A Star-Crossed Stray Finds Love At Last
by John Deal
What’s in a Name?
If the number of pet names a cat acquires is a mark of how well-loved he or she is, then our cats are positively smothering in verbal affection. As evidence for this proposition, allow me to introduce you to our newest family member: Olivia Tusca, more colloquially known as O.T., or Livie Tuskie, or Livie, or Cookie Puss, or Cookie, or Cooktapus, or Cooks, or even Bobsled Baby. To be honest, however, I mostly think of her as The Cat Who Lived, a miracle baby whose story seems appropriate to tell this time of year.
You see, O.T. was a death row cat, and she was advertised as such on a tortoiseshell lovers’ Facebook group on February 2 of this year. Her original name was Overtime, both because of the Super Bowl’s taking place the weekend she was plucked from the street and brought to Manhattan Animal Care and Control as a feral stray, and because she was living on borrowed time from the minute she arrived at ACC. We changed her name to O.T.—and thence to everything else under the sun—as soon as we could because we wanted her to put her sad, scared past behind her.
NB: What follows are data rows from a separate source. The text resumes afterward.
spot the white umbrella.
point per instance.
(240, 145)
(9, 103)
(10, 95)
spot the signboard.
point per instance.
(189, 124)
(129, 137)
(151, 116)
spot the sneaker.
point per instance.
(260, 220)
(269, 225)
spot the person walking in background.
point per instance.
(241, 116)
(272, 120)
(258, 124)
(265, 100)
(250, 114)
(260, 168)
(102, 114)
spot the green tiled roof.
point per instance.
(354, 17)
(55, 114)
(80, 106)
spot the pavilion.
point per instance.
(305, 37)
It was a rocky and winding road for her to get to that point, though.
Deemed hostile to humans (terrified out of her wits, more likely) and thus unadoptable, Overtime was scheduled for death at noon that same Sunday. I only learned about her at all because that morning I was up early doing the washing at our local laundromat. I saw her picture while checking my Facebook during the rinse cycle—about nine o’clock or so. I headed home to put away the laundry but I couldn’t get O.T.’s sad, frightened face out of my mind.
At home, I managed to get her pulled off the kill list with literally eleven minutes to spare. We picked her up two days later and brought her to For Animals, where my wife and I volunteer. There, she was nursed back to health: she had a nasty respiratory infection, and she refused to eat on her own for a full month. Theresa Bachu, the amazing woman who runs the shelter, force-fed her and medicated her every day without complaint or hesitation, and with no regard for the numerous scratches and bites she received in exchange for her troubles. My wife and I visited O.T. as often as we could, and during those visits I sang to her, read to her, stroked her, and prayed over her.
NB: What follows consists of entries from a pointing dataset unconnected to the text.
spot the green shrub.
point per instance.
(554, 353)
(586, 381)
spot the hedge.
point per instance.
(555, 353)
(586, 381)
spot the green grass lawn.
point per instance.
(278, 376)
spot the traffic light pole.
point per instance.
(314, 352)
Sometime around the beginning of March, O.T. decided she wanted to live, even after everything she’d been through. She started eating on her own regularly, and she began to get over her infection. I remember the moment clearly: it was opening night of my school’s production of The Pirates of Penzance, and I got the happy news about a half hour before curtain. As I said at the time, you could have dropped a sandbag on my head backstage, and I wouldn’t even have cared.
Two days later, we took O.T. to her forever home—ours—and began the long, painstaking process of socializing her and convincing her that the world of humans was not always a terrible place.
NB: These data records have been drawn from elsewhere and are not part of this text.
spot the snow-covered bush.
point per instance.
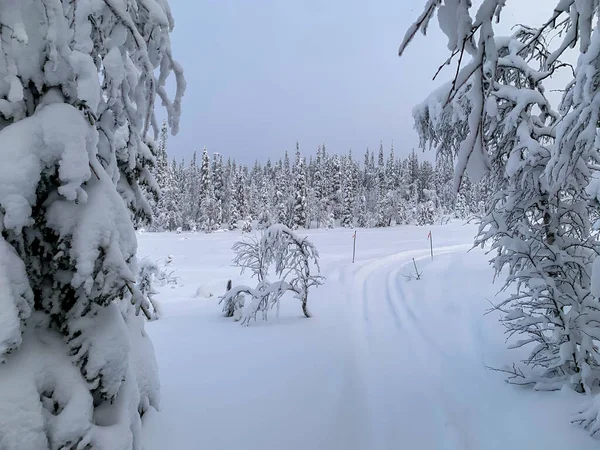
(148, 275)
(77, 92)
(247, 225)
(295, 262)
She’s come a long, long, loooooooooong way in the nine months she’s lived with my wife and me, and she has developed rituals, favorite spots, and even ways of showing affection. She will probably always be a bit wary and a little skittish; we speculate that she was abused and dumped before she became a stray, but if you could see how far she’s come, and what a sleek, healthy, contented cat she’s since become, you’d be amazed at her resilience and ability to forgive past wrongs.
O.T. is definitely a daddy’s girl, though she loves my wife as well, and has even begun making friends with a few of our other cats. Rare is the night she doesn’t sleep puddled up by my feet, and rare is the day she doesn’t trot briskly around our apartment, following me attentively as I move from kitchen to living room to bathroom and back.
I love little Olivia Tusca more deeply than I had ever known I could love anything, and while I don’t know who posted her picture nine months ago, I will always be in his or her debt. More to the point, every time I look at little O.T., I remember how, when I asked Theresa if O.T. could live at the shelter indefinitely while she got her bearings after the traumas of her ACC capture, spaying, and relocation, Theresa said yes, absolutely, of course, as long as she needs. It’s this kind of incredible generosity of spirit that has allowed our little Cookie Puss to recover and to thrive in spite of every odd stacked against her.
I had known for years that For Animals was a good place staffed by wonderful people, but this year I needed the shelter’s help more than ever. They were there for me, and for O.T., immediately and unwaveringly. If love is indeed measured by nicknames, then there aren’t enough combinations of letters in the English language for Theresa and the other volunteers who helped me to bring my little Cookie girl home for good.